Awesome news! Good luck with the other one. Cats are too smart for their own good sometimes. Thanks for all the trouble you're going through.


----------



## Jeanie (Jun 18, 2003)

That's great news!


----------



## MinoulovesPrincess (Nov 3, 2010)

Thanks. Trap is back out there tonight.


----------



## Jeanie (Jun 18, 2003)

During the night, you could get a possum or a raccoon. That's why morning is recommended.  Also, you don't want the kitten or cat in the carrier any longer than necessary. It's best to have the vet notified (in the daytime), so that you can take her right to the office. Good luck.


----------



## MinoulovesPrincess (Nov 3, 2010)

You are right but they only come at night.


----------



## MinoulovesPrincess (Nov 3, 2010)

I caught six cats at night.
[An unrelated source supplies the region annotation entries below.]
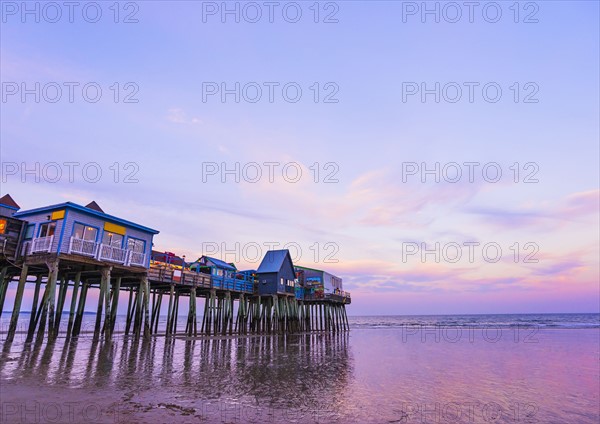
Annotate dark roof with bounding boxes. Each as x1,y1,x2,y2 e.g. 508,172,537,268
152,250,185,266
257,249,293,274
196,256,237,271
85,200,104,213
13,202,158,234
0,194,21,210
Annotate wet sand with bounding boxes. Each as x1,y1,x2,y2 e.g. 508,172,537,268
0,328,600,423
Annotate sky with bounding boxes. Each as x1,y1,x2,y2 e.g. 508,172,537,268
0,1,600,315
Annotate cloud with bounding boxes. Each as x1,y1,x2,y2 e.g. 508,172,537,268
465,190,600,230
167,108,203,125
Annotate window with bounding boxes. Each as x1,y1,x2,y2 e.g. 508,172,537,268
127,237,146,253
102,231,123,249
39,222,56,237
25,224,35,240
73,224,98,241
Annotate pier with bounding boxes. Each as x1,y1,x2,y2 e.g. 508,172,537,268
0,195,351,342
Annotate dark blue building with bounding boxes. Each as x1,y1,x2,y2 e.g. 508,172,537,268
256,249,296,295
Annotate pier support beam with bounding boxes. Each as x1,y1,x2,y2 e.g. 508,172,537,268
25,274,43,343
44,261,59,339
73,280,90,337
67,272,81,337
165,284,175,336
0,266,10,315
110,277,121,335
141,275,152,338
6,264,29,343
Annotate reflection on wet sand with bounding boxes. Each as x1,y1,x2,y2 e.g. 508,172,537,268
0,333,353,421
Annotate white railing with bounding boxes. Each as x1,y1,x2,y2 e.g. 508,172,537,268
127,250,146,266
98,244,128,264
69,237,98,257
29,236,54,253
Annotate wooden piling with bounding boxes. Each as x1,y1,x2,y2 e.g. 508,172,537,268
73,280,90,337
53,275,69,334
110,277,121,334
46,260,59,339
6,264,29,343
165,284,175,335
25,274,42,343
142,276,152,338
67,271,81,337
0,266,10,315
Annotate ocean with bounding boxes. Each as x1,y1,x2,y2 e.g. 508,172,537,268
0,314,600,423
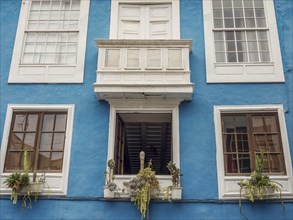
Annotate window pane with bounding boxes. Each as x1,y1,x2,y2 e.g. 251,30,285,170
222,116,234,133
24,133,36,150
225,154,238,173
50,153,63,170
53,133,65,150
237,134,249,152
239,154,251,173
223,134,237,153
40,133,53,151
55,114,67,131
8,133,24,150
38,152,50,170
42,115,55,131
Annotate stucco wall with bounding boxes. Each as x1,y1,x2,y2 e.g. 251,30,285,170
0,0,293,220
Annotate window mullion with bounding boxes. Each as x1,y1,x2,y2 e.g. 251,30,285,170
33,113,44,172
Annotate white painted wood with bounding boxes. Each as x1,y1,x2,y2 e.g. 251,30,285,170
203,0,285,83
110,0,180,39
0,104,75,195
105,99,182,197
8,0,90,83
94,40,194,100
214,105,293,199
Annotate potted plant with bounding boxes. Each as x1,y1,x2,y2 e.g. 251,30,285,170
238,153,284,218
104,159,117,198
4,149,45,208
123,161,160,218
167,161,182,200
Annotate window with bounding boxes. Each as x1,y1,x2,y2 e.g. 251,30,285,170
9,0,89,83
203,0,284,82
214,105,293,198
1,105,73,194
108,99,180,189
110,0,180,39
114,113,172,175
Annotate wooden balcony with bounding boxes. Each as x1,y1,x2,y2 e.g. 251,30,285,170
94,40,194,101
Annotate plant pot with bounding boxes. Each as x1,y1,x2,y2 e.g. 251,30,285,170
171,186,182,200
245,187,275,199
104,186,115,199
29,182,44,193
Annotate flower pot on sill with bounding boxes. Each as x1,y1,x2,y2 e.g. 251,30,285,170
171,186,182,200
245,187,275,199
104,186,115,199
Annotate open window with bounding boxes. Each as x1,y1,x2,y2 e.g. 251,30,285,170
114,113,172,175
214,105,293,199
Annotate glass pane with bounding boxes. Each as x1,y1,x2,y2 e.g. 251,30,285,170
223,134,236,153
5,152,23,170
234,8,243,18
222,116,234,133
50,152,63,170
223,0,232,8
237,41,247,51
252,116,265,132
263,154,285,173
40,133,53,151
259,53,271,62
225,154,238,173
55,114,67,131
212,0,222,8
248,41,257,51
249,53,258,62
254,0,264,8
213,9,223,18
237,52,248,62
267,134,282,152
256,18,267,27
24,133,36,150
8,133,24,150
254,134,267,152
243,0,253,8
245,18,255,28
214,31,224,40
38,152,50,170
215,41,225,51
224,8,233,18
226,41,236,51
235,116,247,133
42,115,55,131
53,133,65,150
225,31,234,40
235,18,245,28
237,134,249,152
239,154,251,173
216,53,226,62
225,19,234,28
258,41,269,50
264,115,279,132
13,114,26,131
26,114,39,131
214,19,223,28
227,52,237,62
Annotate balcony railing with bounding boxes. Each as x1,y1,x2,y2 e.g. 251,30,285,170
94,40,193,100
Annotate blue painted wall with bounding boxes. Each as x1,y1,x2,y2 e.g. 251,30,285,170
0,0,293,220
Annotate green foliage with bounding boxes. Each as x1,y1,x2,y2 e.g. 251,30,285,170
167,161,182,187
123,164,159,217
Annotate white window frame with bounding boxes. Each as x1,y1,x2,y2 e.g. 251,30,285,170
8,0,90,83
110,0,180,40
214,105,293,199
0,104,75,195
203,0,285,83
105,99,181,193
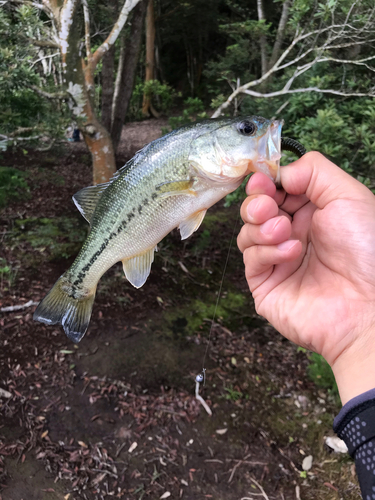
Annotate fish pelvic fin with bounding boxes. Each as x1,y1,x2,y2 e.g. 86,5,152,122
122,247,157,288
34,275,96,343
178,210,207,240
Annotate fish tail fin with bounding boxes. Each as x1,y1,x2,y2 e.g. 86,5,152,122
34,275,96,343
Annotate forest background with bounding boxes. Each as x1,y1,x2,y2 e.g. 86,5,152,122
0,0,375,500
0,0,375,187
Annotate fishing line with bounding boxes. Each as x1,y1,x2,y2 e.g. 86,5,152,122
195,213,240,415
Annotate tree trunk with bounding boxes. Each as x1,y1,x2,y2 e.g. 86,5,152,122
101,0,118,130
63,2,116,184
101,46,115,130
44,0,140,184
111,0,148,151
142,0,155,116
257,0,268,76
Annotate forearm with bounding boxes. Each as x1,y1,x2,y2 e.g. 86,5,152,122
333,389,375,500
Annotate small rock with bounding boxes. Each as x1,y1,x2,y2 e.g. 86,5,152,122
297,394,310,410
324,436,348,453
302,455,312,471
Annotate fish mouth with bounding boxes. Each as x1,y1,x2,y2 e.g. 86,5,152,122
253,120,284,186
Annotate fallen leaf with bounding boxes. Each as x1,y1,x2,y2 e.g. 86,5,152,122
0,388,12,398
302,455,313,470
128,441,138,453
216,429,228,436
92,472,107,485
160,491,171,500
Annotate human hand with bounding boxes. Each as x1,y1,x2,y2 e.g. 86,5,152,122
237,152,375,404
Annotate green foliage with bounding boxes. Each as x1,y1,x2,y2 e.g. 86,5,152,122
0,257,17,291
307,352,339,397
11,217,87,260
168,97,208,130
224,385,243,401
0,4,67,149
0,167,29,208
127,80,180,120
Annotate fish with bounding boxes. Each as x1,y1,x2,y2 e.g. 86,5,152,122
34,116,283,343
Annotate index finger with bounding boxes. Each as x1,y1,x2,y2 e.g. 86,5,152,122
281,151,373,209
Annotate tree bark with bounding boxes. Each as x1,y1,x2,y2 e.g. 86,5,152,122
111,0,148,151
100,0,118,130
142,0,155,116
100,46,115,130
257,0,268,76
45,0,140,184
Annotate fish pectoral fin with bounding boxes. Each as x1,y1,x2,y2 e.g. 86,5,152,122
122,247,157,288
73,182,110,223
156,179,197,198
178,210,207,240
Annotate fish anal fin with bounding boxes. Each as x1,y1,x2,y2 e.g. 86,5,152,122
122,247,157,288
73,182,110,223
156,179,197,198
34,275,96,343
178,209,207,240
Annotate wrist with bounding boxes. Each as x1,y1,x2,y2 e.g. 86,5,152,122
331,338,375,405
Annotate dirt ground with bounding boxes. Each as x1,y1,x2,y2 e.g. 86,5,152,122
0,120,360,500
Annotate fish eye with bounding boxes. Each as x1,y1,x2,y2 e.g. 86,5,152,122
237,120,257,135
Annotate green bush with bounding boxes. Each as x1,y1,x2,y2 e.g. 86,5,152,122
168,97,208,130
127,80,179,120
307,352,339,398
0,167,29,208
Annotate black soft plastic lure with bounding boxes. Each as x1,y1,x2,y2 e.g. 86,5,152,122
281,137,306,158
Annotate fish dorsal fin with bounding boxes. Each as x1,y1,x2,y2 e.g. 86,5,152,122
73,181,111,224
122,247,157,288
156,179,197,198
178,210,207,240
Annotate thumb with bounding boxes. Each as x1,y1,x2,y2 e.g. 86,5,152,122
281,151,373,209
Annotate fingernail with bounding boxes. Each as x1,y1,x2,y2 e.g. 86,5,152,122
277,240,298,252
247,198,259,219
259,219,280,234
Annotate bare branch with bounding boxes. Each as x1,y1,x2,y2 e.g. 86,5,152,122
8,0,50,13
30,52,60,69
30,85,70,100
28,38,60,49
81,0,92,63
270,0,291,67
242,87,375,98
212,9,375,118
59,0,79,61
91,0,140,69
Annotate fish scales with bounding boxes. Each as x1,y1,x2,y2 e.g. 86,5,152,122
34,117,282,341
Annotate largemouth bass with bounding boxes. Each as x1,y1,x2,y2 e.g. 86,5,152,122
34,116,282,342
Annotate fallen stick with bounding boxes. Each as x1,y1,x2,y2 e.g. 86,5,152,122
0,300,39,312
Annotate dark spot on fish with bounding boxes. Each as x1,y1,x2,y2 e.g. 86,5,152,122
72,238,109,289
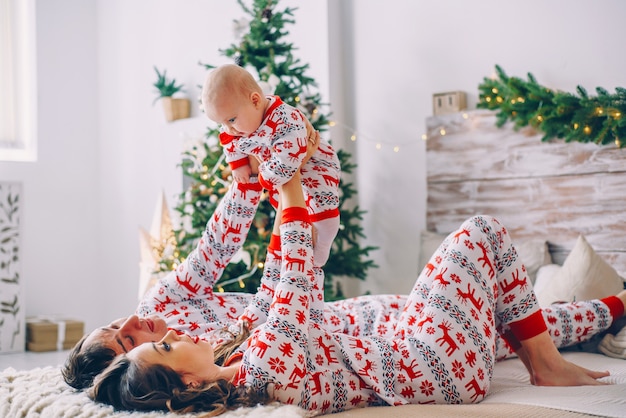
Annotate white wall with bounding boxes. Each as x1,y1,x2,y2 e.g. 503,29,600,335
0,0,626,329
330,0,626,293
0,0,102,323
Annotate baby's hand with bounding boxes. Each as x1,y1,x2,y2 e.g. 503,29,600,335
233,164,252,184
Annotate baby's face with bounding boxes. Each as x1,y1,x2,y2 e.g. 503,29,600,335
207,93,265,136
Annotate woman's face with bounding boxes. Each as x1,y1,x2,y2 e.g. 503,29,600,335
127,331,218,384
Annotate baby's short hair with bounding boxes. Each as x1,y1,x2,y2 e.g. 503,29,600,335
202,64,263,112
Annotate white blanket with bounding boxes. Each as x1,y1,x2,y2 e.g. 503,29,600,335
0,353,626,418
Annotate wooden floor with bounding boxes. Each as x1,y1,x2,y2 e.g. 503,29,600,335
0,351,69,370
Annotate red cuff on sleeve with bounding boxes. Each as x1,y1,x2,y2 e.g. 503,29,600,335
600,296,624,321
258,173,274,191
267,234,280,251
281,208,309,223
228,157,250,170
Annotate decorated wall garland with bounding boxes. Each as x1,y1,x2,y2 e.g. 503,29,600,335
477,65,626,148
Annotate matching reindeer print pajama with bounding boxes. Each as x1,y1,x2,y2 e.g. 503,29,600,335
138,178,623,413
220,96,341,266
237,212,622,413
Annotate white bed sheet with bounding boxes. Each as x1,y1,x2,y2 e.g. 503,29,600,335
0,352,626,418
483,352,626,417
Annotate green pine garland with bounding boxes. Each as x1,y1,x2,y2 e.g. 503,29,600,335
160,0,376,300
477,65,626,148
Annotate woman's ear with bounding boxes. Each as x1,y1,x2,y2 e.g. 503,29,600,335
182,374,200,389
250,91,262,107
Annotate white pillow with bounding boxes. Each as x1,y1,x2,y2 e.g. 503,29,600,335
535,235,624,307
417,231,448,274
417,231,552,283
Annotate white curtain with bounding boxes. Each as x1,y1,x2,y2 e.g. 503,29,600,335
0,0,17,148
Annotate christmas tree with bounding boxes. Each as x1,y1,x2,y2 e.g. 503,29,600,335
159,0,375,300
477,65,626,148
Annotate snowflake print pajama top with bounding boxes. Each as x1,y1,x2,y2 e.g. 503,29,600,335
220,96,341,266
236,216,623,413
137,178,621,368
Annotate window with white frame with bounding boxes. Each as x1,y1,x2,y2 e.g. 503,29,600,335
0,0,37,161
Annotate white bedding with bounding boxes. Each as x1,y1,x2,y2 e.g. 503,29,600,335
0,352,626,418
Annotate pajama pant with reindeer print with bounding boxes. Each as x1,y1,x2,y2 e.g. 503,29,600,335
220,96,341,266
136,183,619,366
236,216,623,413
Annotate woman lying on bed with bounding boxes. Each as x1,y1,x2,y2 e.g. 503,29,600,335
63,150,621,389
90,171,624,414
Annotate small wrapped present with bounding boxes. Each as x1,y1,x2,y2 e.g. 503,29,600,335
26,316,85,351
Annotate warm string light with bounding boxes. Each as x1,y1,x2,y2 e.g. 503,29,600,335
422,112,472,141
328,121,423,153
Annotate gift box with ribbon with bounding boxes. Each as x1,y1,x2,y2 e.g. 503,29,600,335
26,316,85,351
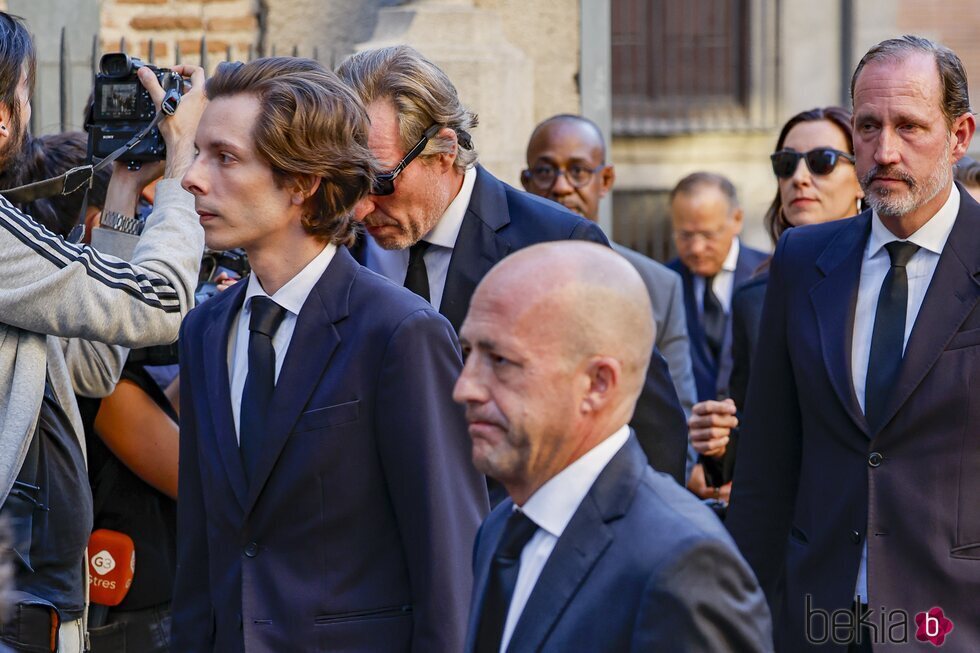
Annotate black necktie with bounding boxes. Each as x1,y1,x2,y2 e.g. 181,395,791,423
475,510,538,653
405,240,430,301
238,297,286,479
864,240,919,430
701,277,725,361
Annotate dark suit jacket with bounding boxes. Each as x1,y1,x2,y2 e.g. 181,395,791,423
353,167,687,484
702,270,769,487
465,437,772,653
173,248,488,653
667,243,768,401
726,188,980,651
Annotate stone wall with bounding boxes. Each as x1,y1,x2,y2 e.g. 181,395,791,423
100,0,259,70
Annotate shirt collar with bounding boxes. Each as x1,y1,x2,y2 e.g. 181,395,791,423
521,425,630,537
721,236,741,272
867,184,960,259
244,243,337,315
422,167,476,249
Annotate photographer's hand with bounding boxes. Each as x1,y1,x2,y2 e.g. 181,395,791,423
137,65,208,179
103,161,164,217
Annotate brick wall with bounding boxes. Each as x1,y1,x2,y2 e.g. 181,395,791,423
100,0,259,70
895,0,980,109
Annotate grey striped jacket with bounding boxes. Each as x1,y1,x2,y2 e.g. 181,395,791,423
0,180,204,504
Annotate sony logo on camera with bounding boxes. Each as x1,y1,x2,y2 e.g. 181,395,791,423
89,52,183,163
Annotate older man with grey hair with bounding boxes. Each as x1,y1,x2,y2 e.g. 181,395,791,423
727,36,980,651
337,46,687,488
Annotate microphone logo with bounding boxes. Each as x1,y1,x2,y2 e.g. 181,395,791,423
92,549,116,576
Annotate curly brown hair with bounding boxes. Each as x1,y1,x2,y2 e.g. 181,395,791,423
206,57,379,245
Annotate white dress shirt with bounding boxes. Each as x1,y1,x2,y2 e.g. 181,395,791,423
364,168,476,311
500,425,630,653
691,236,741,315
228,243,337,437
851,185,960,603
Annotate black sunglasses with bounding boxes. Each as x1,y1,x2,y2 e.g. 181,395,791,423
371,125,442,195
769,147,854,179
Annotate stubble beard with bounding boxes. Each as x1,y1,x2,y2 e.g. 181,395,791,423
861,140,953,219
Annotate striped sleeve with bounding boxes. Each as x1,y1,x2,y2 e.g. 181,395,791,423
0,179,204,348
0,197,180,313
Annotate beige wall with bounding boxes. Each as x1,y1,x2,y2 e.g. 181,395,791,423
100,0,259,69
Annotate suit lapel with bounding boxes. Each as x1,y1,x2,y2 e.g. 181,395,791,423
439,167,511,333
203,279,248,509
245,247,358,511
502,434,647,652
800,216,871,434
882,196,980,436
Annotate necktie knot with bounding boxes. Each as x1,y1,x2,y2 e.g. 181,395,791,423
248,297,286,338
408,240,432,265
885,240,919,268
405,240,432,301
496,510,538,560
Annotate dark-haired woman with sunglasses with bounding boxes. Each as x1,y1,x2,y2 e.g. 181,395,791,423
690,107,864,498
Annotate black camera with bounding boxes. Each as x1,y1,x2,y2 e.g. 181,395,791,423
194,248,252,304
89,52,183,163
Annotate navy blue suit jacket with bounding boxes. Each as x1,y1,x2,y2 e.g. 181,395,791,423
726,188,980,651
173,248,488,653
465,437,772,653
353,167,687,485
667,243,769,401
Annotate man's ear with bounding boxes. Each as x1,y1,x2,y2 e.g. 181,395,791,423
0,102,14,138
432,127,459,173
521,168,531,193
732,207,745,236
582,356,623,412
599,164,616,199
950,113,977,161
290,175,322,204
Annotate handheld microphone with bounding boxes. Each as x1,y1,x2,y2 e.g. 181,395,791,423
88,528,136,606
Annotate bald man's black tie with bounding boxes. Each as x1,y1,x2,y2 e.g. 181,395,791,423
474,510,538,653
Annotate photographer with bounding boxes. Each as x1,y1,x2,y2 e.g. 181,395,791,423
0,13,206,653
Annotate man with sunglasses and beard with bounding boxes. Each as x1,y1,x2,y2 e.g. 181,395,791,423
727,36,980,652
337,46,687,494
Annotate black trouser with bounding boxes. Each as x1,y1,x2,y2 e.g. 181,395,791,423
89,602,170,653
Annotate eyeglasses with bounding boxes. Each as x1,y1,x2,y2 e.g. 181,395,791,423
769,147,854,179
674,224,729,243
371,125,442,195
521,163,606,190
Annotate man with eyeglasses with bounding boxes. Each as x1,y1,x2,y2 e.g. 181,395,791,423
668,172,766,408
521,114,696,432
727,35,980,653
337,46,687,494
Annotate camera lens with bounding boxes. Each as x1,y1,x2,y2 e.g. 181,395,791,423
99,52,132,77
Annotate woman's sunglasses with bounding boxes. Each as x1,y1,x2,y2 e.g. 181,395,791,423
769,147,854,179
371,125,442,195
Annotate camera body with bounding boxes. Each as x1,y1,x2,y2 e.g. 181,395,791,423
89,52,183,163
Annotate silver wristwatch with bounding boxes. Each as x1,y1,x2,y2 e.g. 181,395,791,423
100,211,146,236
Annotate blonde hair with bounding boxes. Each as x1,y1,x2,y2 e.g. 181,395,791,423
337,45,479,174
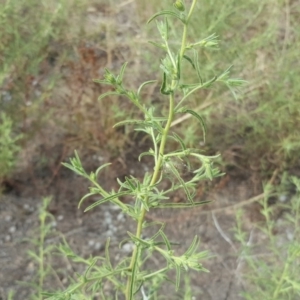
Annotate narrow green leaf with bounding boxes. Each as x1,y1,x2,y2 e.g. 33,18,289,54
84,192,129,212
98,92,120,100
147,10,184,24
113,120,144,128
138,151,154,161
168,161,194,203
160,72,170,95
117,62,128,84
148,41,167,50
175,264,181,292
159,229,171,251
184,235,200,257
183,55,196,69
105,238,113,271
194,49,203,84
185,109,206,143
137,80,157,95
78,192,98,208
153,200,211,208
172,132,186,150
95,163,111,177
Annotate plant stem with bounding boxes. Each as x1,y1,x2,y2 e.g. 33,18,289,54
125,0,197,300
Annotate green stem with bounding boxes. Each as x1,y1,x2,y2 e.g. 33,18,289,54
38,211,46,299
125,0,197,300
They eluded the traps during the day.


----------



## MinoulovesPrincess (Nov 3, 2010)

*got no. 7 except I don't know this cat*

It is black like the others but I do not recognize this cat.


----------



## Jeanie (Jun 18, 2003)

I hope they're all ferals. It would be a shame if any one of them was a pet. Of course, you can tell if they've been socialized.


----------



## MinoulovesPrincess (Nov 3, 2010)

The last one acted like a feral. But it was gentler. It didn't cry much but looked at me with those big green eyes. It's a very handsome cat. 

Now for the eldest female. She's a sly sly one. And then..... I hope I'm done.


----------